In July, I laid out why a licensed broker’s involvement in the Frostopus is not a footnote, but central to how so many regular people got pulled into a deal they never should have been near. Today there is a new development that adds weight to that case.

FINRA’s BrokerCheck now shows that Timothy Nathaniel Darnell was discharged by Bankers Life Securities and Bankers Life Advisory Services on September 12, 2025. The disclosure cites failure to disclose outside business activities, participation in undisclosed and unapproved private securities transactions, and using off-channel communications with clients in violation of firm policies. One day earlier, on September 11, a customer arbitration was filed alleging unsuitable recommendations, breach of fiduciary duty, negligence, misrepresentation, and “selling away” tied to the First Liberty scheme. Claimed damages are $1,000,000.

If you missed the backdrop, read our previous piece walking through the rules on referral fees, supervision, and why “selling away” is a bright-line problem whether a referral fee was paid or not. That post also included Darnell’s statement to Peach Pundit and the questions he declined to answer.

This Darnell update matters because trust is the currency here. Investors trusted a licensed advisor. They trusted that if a broker was involved, the recommendation to invest in the Frostopus had been vetted or at least disclosed to a firm that would supervise it. When that trust is abused, the damage spreads. It is not only the money lost, its confidence in every other honest advisor who now has to climb out of the crater left by people who cut corners.

There is also a political piece because Darnell is still listed as the President and CEO of the Georgia Republican Assembly. The GRA can publish all the resolutions it wants about integrity, but to this point they continue to back their guy regardless of how he has been implicated in the largest political scandal in recent memory.

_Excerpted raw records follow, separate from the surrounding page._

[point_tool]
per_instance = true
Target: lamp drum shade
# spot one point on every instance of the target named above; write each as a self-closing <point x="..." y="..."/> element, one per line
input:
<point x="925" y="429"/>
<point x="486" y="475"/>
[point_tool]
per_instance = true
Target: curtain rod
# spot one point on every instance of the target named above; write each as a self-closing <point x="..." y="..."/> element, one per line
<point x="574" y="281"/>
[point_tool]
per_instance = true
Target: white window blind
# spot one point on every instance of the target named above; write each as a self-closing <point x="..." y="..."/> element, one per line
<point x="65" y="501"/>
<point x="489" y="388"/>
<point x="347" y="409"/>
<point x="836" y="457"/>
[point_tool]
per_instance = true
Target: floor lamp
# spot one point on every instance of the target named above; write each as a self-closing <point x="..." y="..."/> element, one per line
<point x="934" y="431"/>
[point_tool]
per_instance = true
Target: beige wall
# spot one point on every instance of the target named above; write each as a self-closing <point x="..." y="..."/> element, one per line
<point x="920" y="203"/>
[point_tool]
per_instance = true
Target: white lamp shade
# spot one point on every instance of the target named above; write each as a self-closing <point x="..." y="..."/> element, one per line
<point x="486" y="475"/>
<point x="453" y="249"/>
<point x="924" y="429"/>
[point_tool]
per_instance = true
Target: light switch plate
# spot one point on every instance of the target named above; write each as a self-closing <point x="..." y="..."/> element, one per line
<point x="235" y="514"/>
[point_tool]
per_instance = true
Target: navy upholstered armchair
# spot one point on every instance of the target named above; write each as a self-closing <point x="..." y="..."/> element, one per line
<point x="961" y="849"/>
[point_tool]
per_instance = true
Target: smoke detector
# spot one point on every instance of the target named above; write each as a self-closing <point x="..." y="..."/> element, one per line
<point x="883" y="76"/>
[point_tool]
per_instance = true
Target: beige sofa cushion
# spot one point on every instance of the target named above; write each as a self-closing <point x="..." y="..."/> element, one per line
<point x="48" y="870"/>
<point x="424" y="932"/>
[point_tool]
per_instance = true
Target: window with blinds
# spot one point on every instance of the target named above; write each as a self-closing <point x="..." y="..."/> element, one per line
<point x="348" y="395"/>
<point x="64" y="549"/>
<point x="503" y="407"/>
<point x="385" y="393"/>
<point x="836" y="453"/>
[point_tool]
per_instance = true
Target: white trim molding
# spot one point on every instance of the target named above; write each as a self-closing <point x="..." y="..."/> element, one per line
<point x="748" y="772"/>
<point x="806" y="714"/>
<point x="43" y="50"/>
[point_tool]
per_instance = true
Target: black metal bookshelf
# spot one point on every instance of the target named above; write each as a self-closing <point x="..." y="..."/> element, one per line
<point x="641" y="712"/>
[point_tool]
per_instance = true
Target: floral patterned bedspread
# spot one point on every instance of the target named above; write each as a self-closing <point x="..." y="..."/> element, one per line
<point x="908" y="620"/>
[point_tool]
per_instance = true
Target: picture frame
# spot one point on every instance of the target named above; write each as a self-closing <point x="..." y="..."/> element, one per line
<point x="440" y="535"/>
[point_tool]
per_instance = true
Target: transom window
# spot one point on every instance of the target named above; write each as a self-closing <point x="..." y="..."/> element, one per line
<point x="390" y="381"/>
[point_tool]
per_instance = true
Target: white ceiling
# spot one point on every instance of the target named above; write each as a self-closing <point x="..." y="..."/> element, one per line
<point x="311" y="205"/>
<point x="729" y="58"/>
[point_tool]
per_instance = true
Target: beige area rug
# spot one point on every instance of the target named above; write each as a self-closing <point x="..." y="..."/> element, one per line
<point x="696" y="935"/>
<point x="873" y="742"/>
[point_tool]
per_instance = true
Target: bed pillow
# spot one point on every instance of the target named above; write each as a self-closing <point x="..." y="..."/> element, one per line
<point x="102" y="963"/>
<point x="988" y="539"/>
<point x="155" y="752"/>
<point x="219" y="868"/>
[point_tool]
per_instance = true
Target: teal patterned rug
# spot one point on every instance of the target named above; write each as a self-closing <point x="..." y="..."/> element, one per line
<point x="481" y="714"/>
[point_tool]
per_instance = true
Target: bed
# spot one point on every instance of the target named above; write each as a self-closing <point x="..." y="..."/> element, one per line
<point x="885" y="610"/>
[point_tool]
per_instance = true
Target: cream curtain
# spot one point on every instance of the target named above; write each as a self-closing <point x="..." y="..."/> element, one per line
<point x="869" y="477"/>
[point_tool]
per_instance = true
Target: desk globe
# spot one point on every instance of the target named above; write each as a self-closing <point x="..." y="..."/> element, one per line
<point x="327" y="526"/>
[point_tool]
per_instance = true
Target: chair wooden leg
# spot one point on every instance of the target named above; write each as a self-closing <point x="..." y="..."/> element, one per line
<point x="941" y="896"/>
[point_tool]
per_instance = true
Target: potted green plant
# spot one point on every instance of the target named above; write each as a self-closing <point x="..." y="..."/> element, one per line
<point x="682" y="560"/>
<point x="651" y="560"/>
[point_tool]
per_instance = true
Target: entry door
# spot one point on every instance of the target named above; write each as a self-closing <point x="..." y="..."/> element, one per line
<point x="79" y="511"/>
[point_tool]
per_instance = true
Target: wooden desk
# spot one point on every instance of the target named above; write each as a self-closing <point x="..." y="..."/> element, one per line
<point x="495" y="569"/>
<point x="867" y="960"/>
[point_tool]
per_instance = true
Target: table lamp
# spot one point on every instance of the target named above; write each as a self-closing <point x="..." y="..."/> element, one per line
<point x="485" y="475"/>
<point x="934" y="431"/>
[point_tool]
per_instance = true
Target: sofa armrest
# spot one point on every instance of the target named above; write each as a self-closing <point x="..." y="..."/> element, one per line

A quick word before the chorus starts; I am not dancing on the man’s grave. I do not take joy in anyone’s professional fall, and I am mindful that Darnell has said his family lost money, too. I do hope he is held accountable if he abused his role as a trusted advisor to steer people into a Ponzi scheme. Accountability is not cruelty. It is how you begin to repair the damage and warn off the next would-be shortcut artist.

For readers trying to track the strands:

  • The enforcement lane: the SEC’s civil case froze assets and put a receiver in place so victims have a shot at restitution.
  • The criminal lane: DOJ decides if wire fraud or other criminal charges are warranted.
  • The civil-recovery lane: victims can pursue those who weren’t named by the SEC but allegedly helped sell or promote the scheme, including licensed brokers and the firms that failed to supervise them. We explained that framework in detail in the July post.

The facts today are straightforward. A licensed broker tied to First Liberty referrals has been terminated for cause. A customer case alleging selling away and more is pending. He still serves as President of the GRA. Those are not speculative claims. They are on the record.

As always, if you are a victim and are willing to share your story, reach out. Peach Pundit will treat you with respect and protect your privacy while we verify details. And if you are a candidate or committee that took money traceable to the Frostopus, do the right thing and return it to the Receiver. That money never belonged to you. It belongs to the people who got hurt.

We will keep following the tentacles wherever they lead.